Un ejemplo claro en Zamora lo tuvimos con los vecinos de
San José Obrero y sus manifestaciones públicas
por las calles de la ciudad. Ello en parte, como dice Vázquez
Montalbán en su libro Barcelonas, se debió
a que el “régimen franquista había dejado
ciertas válvulas de escape para la expresión
crítica como el fútbol o la política
municipal”. En muchos de esto movimientos se aglutinaban
dos malestares: uno el político, por la evidente
falta de libertades básicas, y otro contra el desarrollismo
salvaje y capitalista con el que se actuaba en las ciudades,
dejando a un lado las necesidades reales de la población.
En aquellos momentos el Régimen trató de encauzar
todos aquellos movimientos creando una Federación
en el año 1972, que acabó en un rotundo fracaso.
Viendo la situación actual, uno no deja de sentir
una nostálgica envidia de aquellos tiempos si se
compara con las múltiples asociaciones de vecinos
que tenemos en estos momentos y sus actuaciones públicas
en lo referente a la ciudad. Y no es que los problemas sean
menores sino todo lo contrario.
Según Urritia, 1992, “a partir de 1977, se
produce una crisis general en los movimientos sociales,
ya que se vacían de contenido, al canalizarse las
reivindicaciones sociales a través de los partidos
políticos y, se comienza a producir un trasvase de
dirigentes hacia las instituciones de la Administración
recién estrenadas en la democracia. Este abandono
hace que las organizaciones pasen por un cierto periodo
de desconcierto y de pérdida de objetivos, produciéndose
una disminución de su capacidad de movilización
y de crítica frente a las nuevas corporaciones democráticas.

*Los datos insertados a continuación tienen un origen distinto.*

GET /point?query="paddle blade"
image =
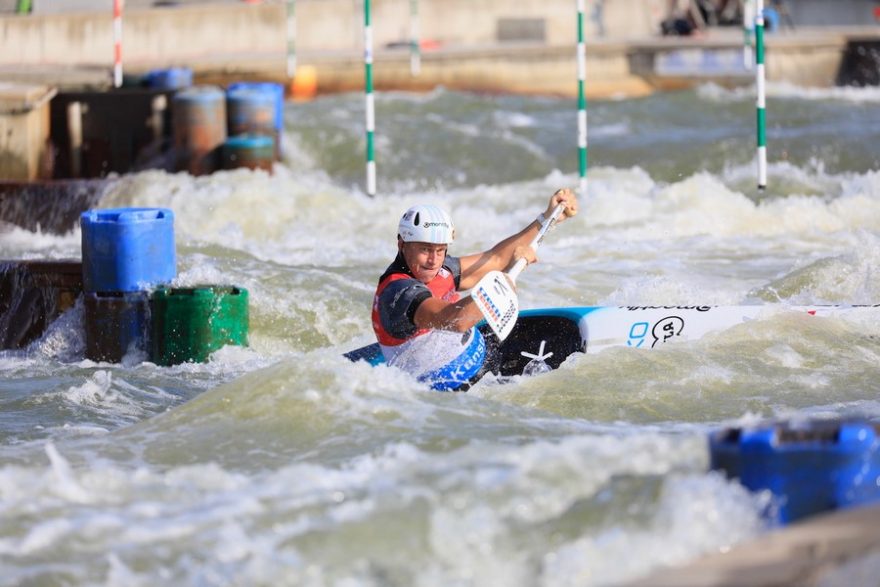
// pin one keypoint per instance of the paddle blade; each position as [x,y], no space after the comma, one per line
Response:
[497,300]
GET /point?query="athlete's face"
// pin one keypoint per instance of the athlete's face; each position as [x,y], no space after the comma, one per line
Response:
[423,259]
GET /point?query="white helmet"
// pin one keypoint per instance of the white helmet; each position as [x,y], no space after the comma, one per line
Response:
[425,223]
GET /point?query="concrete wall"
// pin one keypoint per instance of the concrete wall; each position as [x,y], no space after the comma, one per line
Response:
[24,130]
[204,33]
[150,37]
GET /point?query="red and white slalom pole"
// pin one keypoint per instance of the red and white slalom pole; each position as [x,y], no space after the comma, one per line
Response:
[117,43]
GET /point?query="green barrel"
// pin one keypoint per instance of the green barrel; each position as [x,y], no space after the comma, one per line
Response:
[188,324]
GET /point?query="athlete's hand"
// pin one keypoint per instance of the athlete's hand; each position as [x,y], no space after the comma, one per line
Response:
[563,196]
[524,252]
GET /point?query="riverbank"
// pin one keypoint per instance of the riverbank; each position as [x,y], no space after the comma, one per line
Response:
[226,43]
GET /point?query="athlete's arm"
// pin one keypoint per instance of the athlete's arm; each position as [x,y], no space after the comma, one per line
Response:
[458,316]
[504,254]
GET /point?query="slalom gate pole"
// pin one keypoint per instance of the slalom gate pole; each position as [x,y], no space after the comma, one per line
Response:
[582,102]
[291,38]
[371,117]
[761,102]
[748,33]
[117,43]
[415,53]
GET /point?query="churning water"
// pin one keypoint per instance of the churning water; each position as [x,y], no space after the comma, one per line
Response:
[285,464]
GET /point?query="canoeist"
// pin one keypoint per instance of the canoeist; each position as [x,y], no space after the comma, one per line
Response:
[421,322]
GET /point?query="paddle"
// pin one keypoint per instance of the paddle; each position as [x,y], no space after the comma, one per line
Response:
[494,295]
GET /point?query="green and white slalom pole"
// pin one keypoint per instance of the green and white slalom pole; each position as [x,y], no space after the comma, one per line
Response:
[415,53]
[291,38]
[582,102]
[748,33]
[762,102]
[370,106]
[117,43]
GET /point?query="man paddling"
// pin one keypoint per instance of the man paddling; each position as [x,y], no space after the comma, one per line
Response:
[421,322]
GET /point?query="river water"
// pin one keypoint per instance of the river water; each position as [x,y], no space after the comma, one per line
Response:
[284,464]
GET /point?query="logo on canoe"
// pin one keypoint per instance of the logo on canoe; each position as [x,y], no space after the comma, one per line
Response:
[661,331]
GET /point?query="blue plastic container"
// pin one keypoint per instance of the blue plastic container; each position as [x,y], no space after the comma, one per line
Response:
[809,468]
[274,90]
[251,151]
[127,249]
[117,325]
[173,78]
[199,125]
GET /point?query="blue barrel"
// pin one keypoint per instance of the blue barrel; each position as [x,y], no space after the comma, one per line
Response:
[274,90]
[117,325]
[256,108]
[127,249]
[809,468]
[199,125]
[173,78]
[250,151]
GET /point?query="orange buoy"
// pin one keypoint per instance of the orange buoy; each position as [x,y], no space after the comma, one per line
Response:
[304,85]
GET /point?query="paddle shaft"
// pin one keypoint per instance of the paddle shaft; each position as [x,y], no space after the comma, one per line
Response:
[545,226]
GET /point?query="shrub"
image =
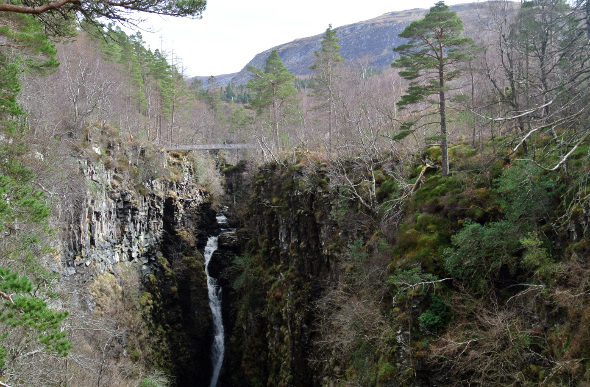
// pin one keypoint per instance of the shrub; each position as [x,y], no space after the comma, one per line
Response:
[479,252]
[436,316]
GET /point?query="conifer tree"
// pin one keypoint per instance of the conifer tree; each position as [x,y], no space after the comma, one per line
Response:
[273,93]
[324,82]
[23,210]
[430,60]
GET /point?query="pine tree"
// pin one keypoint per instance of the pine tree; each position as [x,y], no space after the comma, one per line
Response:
[23,209]
[273,93]
[430,60]
[324,82]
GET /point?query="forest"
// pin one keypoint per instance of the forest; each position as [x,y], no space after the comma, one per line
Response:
[422,224]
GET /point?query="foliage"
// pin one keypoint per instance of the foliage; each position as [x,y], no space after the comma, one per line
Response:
[273,93]
[435,316]
[23,208]
[323,84]
[430,61]
[21,310]
[58,16]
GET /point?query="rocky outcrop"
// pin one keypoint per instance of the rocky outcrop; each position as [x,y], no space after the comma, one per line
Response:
[289,234]
[150,214]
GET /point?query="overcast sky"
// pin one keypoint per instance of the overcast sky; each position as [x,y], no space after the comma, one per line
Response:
[231,32]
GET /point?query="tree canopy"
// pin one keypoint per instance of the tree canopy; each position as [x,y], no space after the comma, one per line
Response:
[323,85]
[273,92]
[57,14]
[430,60]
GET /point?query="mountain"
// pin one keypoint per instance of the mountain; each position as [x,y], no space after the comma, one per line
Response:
[371,40]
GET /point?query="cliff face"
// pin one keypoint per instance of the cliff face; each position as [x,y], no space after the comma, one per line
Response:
[153,224]
[371,41]
[289,255]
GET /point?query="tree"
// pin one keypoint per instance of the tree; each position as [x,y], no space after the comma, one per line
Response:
[273,93]
[430,61]
[57,15]
[323,85]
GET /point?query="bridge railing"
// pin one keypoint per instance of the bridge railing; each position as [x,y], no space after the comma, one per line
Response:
[209,147]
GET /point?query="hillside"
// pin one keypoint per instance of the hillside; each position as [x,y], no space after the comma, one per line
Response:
[371,40]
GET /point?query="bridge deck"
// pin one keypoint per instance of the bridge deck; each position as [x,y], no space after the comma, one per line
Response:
[210,147]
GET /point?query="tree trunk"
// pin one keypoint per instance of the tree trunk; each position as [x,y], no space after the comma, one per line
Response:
[444,147]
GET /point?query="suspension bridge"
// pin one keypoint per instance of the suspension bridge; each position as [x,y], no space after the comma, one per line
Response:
[214,147]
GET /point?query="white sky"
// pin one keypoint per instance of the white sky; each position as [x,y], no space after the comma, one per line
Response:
[231,32]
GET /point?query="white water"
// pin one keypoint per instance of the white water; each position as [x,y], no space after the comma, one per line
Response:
[218,347]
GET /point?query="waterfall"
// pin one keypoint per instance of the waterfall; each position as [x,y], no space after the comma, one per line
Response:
[218,347]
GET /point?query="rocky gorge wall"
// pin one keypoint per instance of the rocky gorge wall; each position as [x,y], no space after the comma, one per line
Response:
[289,238]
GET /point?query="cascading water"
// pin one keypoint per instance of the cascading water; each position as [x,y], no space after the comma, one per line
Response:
[218,347]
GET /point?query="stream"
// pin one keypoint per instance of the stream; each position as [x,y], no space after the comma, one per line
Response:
[218,346]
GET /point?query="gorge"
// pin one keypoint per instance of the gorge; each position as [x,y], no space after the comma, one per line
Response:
[360,243]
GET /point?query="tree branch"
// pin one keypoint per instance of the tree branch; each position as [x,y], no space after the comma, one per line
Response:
[39,9]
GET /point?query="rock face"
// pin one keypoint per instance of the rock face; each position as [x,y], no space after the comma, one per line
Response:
[289,234]
[154,224]
[119,224]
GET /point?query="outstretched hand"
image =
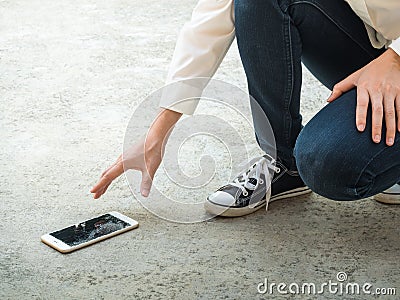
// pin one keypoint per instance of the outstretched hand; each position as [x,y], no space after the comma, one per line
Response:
[378,85]
[140,157]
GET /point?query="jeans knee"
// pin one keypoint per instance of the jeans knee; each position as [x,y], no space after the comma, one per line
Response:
[322,167]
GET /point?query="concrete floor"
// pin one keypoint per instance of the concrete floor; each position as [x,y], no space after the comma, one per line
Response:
[72,73]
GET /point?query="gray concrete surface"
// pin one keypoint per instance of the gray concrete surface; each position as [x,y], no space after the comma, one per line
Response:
[72,72]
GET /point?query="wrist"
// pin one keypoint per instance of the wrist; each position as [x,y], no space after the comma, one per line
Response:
[393,55]
[160,129]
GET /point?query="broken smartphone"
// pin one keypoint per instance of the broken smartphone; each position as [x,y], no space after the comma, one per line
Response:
[89,232]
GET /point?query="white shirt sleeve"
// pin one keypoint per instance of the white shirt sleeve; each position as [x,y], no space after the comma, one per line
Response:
[395,45]
[201,46]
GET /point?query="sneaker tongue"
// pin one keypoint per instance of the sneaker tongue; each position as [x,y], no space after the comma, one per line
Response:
[251,183]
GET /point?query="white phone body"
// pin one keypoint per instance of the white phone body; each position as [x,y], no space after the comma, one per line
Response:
[63,247]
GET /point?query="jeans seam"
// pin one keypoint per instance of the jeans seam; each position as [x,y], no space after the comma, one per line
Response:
[363,171]
[333,21]
[289,95]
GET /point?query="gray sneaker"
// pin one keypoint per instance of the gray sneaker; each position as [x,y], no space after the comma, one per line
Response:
[253,189]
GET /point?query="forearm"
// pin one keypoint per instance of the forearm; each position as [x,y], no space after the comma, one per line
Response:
[161,127]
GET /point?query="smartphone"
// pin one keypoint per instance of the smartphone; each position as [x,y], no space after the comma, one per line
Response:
[89,232]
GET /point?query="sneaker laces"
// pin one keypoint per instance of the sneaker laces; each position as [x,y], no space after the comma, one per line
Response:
[262,165]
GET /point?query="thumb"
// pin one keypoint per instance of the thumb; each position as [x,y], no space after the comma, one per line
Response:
[343,86]
[146,183]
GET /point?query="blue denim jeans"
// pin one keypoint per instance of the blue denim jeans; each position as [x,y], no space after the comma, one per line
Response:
[332,157]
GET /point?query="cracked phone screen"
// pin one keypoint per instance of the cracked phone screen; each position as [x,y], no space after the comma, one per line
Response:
[89,230]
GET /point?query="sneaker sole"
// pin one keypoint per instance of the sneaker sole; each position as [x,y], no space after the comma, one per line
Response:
[387,198]
[292,193]
[226,211]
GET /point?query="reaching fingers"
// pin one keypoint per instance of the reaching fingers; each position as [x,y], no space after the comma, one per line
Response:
[112,173]
[390,116]
[362,108]
[376,98]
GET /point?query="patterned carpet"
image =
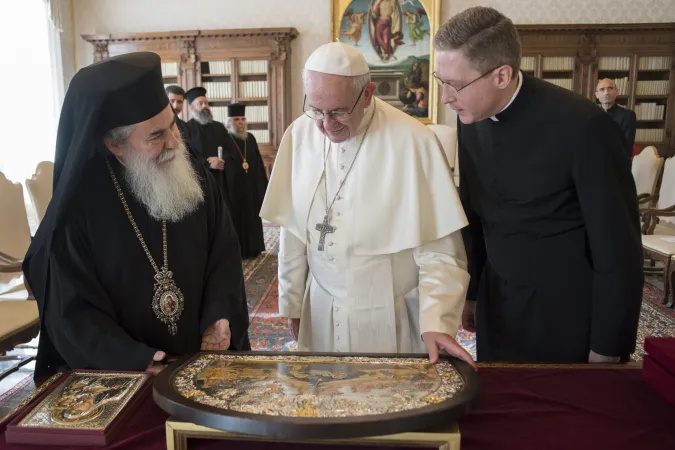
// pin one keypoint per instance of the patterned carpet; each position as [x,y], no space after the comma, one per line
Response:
[269,331]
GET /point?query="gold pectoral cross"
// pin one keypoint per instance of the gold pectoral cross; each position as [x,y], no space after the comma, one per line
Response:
[324,228]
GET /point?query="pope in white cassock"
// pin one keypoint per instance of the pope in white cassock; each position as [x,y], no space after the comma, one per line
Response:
[371,257]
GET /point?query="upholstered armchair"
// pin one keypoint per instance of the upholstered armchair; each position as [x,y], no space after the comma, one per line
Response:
[19,320]
[647,167]
[658,229]
[40,187]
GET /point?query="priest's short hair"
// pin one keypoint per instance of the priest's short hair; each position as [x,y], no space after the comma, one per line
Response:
[487,38]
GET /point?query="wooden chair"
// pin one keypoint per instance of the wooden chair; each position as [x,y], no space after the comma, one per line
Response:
[658,228]
[14,240]
[671,279]
[447,137]
[19,320]
[40,187]
[647,168]
[660,218]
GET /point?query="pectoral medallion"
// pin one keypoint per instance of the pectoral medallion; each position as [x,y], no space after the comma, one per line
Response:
[167,303]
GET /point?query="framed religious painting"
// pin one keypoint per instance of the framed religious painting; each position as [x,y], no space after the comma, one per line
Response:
[82,408]
[305,396]
[396,37]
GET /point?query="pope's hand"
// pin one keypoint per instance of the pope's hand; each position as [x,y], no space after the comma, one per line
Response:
[441,341]
[469,316]
[153,367]
[294,327]
[217,336]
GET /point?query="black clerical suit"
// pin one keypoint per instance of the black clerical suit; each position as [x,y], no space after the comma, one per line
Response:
[101,283]
[627,121]
[92,280]
[205,140]
[553,241]
[248,192]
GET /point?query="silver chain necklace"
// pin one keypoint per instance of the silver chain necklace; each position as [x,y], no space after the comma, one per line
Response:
[167,301]
[325,227]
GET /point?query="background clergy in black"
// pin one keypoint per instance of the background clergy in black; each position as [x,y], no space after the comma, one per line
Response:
[205,136]
[90,275]
[606,93]
[553,238]
[247,188]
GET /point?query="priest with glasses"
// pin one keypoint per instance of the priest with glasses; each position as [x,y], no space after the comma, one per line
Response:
[371,257]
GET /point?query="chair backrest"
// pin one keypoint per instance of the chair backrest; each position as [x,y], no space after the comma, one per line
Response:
[447,136]
[14,235]
[667,191]
[646,168]
[14,228]
[40,187]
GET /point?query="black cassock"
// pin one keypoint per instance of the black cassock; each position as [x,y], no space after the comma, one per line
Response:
[247,192]
[627,121]
[553,241]
[204,142]
[98,297]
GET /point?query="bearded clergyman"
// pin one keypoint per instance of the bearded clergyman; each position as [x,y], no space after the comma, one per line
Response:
[246,181]
[136,259]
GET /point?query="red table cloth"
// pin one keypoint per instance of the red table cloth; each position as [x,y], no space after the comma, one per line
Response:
[521,407]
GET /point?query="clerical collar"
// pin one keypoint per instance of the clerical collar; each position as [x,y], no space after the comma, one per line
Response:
[520,84]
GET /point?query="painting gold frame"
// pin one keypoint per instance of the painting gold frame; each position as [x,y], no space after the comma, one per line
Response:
[447,438]
[432,8]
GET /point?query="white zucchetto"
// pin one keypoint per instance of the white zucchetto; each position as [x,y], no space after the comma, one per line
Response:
[337,58]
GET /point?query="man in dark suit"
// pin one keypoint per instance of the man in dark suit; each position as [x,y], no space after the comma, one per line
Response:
[553,240]
[606,93]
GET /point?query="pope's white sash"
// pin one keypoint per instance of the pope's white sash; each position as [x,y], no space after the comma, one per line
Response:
[372,317]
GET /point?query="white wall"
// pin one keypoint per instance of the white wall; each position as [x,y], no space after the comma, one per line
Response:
[312,19]
[523,12]
[573,11]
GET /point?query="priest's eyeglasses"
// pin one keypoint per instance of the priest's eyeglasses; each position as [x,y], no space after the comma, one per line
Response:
[454,90]
[339,114]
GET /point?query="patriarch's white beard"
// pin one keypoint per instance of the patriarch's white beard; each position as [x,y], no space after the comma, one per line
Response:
[168,186]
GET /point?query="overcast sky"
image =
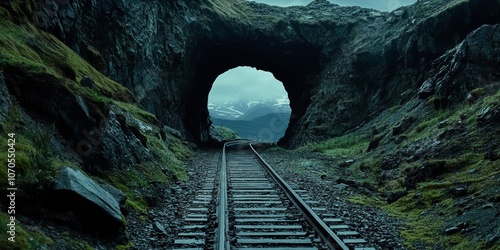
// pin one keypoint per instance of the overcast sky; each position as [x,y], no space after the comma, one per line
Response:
[246,83]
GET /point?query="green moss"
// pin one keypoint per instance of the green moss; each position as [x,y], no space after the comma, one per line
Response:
[347,145]
[137,112]
[127,246]
[38,52]
[76,244]
[25,239]
[393,109]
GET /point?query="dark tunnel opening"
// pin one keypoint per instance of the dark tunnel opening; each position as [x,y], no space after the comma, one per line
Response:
[294,64]
[251,103]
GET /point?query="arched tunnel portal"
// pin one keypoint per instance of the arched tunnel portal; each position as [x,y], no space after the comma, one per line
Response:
[295,64]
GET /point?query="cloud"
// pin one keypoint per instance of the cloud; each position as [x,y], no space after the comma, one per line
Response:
[382,5]
[245,83]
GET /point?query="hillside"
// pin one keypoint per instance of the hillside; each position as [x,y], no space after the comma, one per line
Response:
[400,110]
[270,127]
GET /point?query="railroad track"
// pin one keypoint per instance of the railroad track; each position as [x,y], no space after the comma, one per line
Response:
[254,208]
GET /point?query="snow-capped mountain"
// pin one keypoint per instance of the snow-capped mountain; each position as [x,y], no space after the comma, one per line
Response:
[248,110]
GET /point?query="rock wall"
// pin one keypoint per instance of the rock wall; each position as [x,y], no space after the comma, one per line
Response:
[339,65]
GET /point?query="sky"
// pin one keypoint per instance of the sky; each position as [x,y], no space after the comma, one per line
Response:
[245,83]
[249,84]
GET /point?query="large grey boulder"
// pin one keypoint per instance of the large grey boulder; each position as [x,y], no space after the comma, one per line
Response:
[95,208]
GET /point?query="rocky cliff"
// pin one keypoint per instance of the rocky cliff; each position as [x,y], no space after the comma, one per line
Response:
[339,65]
[124,113]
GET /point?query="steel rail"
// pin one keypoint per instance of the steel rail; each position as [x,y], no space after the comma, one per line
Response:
[328,236]
[222,242]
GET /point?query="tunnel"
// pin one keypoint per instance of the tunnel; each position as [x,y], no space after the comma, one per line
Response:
[295,64]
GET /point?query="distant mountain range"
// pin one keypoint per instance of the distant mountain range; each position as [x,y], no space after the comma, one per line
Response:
[248,110]
[270,127]
[257,120]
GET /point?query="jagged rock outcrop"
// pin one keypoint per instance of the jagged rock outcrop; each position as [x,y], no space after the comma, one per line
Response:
[339,65]
[463,72]
[95,209]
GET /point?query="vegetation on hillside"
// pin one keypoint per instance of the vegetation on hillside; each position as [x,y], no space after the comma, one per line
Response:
[39,143]
[441,153]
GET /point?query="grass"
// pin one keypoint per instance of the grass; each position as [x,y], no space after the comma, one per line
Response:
[26,47]
[36,163]
[233,9]
[166,167]
[137,112]
[347,145]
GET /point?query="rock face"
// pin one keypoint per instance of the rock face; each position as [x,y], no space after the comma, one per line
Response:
[339,65]
[95,208]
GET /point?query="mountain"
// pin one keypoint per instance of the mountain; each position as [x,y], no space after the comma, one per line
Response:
[270,127]
[248,110]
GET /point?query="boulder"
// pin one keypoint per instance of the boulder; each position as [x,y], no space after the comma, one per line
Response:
[403,125]
[395,196]
[95,209]
[87,82]
[488,115]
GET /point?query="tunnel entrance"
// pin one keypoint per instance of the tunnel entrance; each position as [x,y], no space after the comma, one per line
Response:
[251,103]
[294,63]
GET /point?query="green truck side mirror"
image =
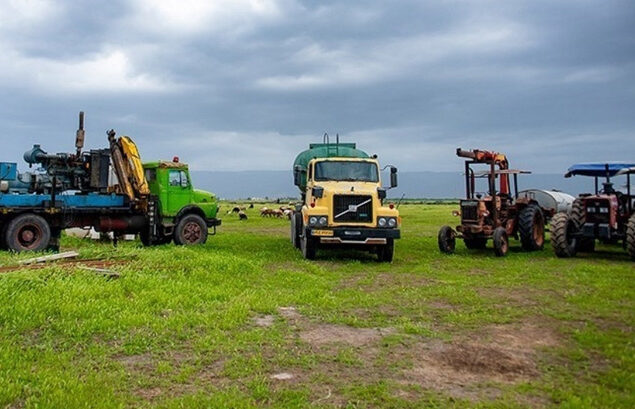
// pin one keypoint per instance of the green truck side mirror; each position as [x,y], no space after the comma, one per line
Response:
[297,175]
[393,177]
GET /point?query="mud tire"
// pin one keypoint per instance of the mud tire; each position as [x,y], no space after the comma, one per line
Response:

Se creía que “tomar” la Administración
produciría una mayor influencia en los asuntos públicos,
sin embargo, esta estrategia se muestra inadecuada ya que
las asociaciones pierden miembros valiosos y, a menudo,
este cambio “de bando” lleva consigo la ruptura
con la asociación”.
Los ciudadanos comienzan a sentirse representados por las
nuevas instituciones, especialmente a partir de la elección
de los primeros ayuntamientos democráticos; las organizaciones
progresivamente pierden el carácter de representación,
comienzan a ocupar un segundo plano, paulatinamente van
perdiendo miembros y se ven reducidas a meros “consultores”,
en el mejor de los casos. Sin duda, en este proceso, puede
no ser ajeno un cierto intento - consciente o no - del nuevo
Estado democrático de ocupar espacios que hasta ese
momento eran desempeñados por las asociaciones, como
un intento de lograr una mayor legitimación y representación
de los intereses colectivos según opinión
del Colectivo IOE, 1989.
Todo ello conlleva, que a partir de los 80 se debilita el
Asociacionismo en su carácter reivindicativo, “salvo
un intento de relanzar el asociacionismo que, con los movimientos
vecinales y los grupos tradicionalmente más activos
en crisis, se centra en el desarrollo de las organizaciones
más clásicas y menos problemáticas
y reivindicativas - ya que podían ser más
dóciles - centradas en el trabajo social. Se produce
así en este desierto asociativo un incremento del
llamado voluntariado social, en detrimento de otros movimientos
sociales más comprometidos. Es a través de
estas asociaciones - salvo excepciones con poca implantación
social - como se intenta fortalecer el tejido asociativo
y llevar a cabo acciones basadas en la solidaridad. La sociedad
civil se organiza, así en gran medida, a partir del
protagonismo de grandes organizaciones de poder que, jerarquizan
y condicionan la expansión de los movimientos sociales
y de pequeñas redes de intervención”
según Rodríguez Cabrero, 1991.
Esta nueva orientación produce una visión
reduccionista de la participación social. El ciudadano,
en estos momentos, ya se ha acostumbrado a la democracia
y considera, en líneas generales, que eso es suficiente
para canalizar sus inquietudes sociales y que ya cumple
con el voto que deposita en las sucesivas elecciones, sea
a nivel nacional, regional o municipal, a pesar de la baja
valoración ciudadana, vía encuestas de opinión,
que reciben los partidos políticos y la imagen del
político que existe en la actualidad. Con esta vicaría
política, estamos creando un ciudadano débil
frente a los problemas que nos rodean, del nivel que sean,
especialmente en el ámbito municipal, tan cercano
y sentido por todos. Por otra parte, en el mejor de los
casos, el ciudadano está dispuesto a la manifestación,
ya sea verbal, entre amigos, ya canalizada mediante algún
colectivo o convocatoria pero no al trabajo continuo, organizado
y con objetivos definidos. En el fondo hemos renunciado
al verdadero compromiso social que posiblemente lo ha desmantelado
el modelo de bienestar social que nos hemos dado.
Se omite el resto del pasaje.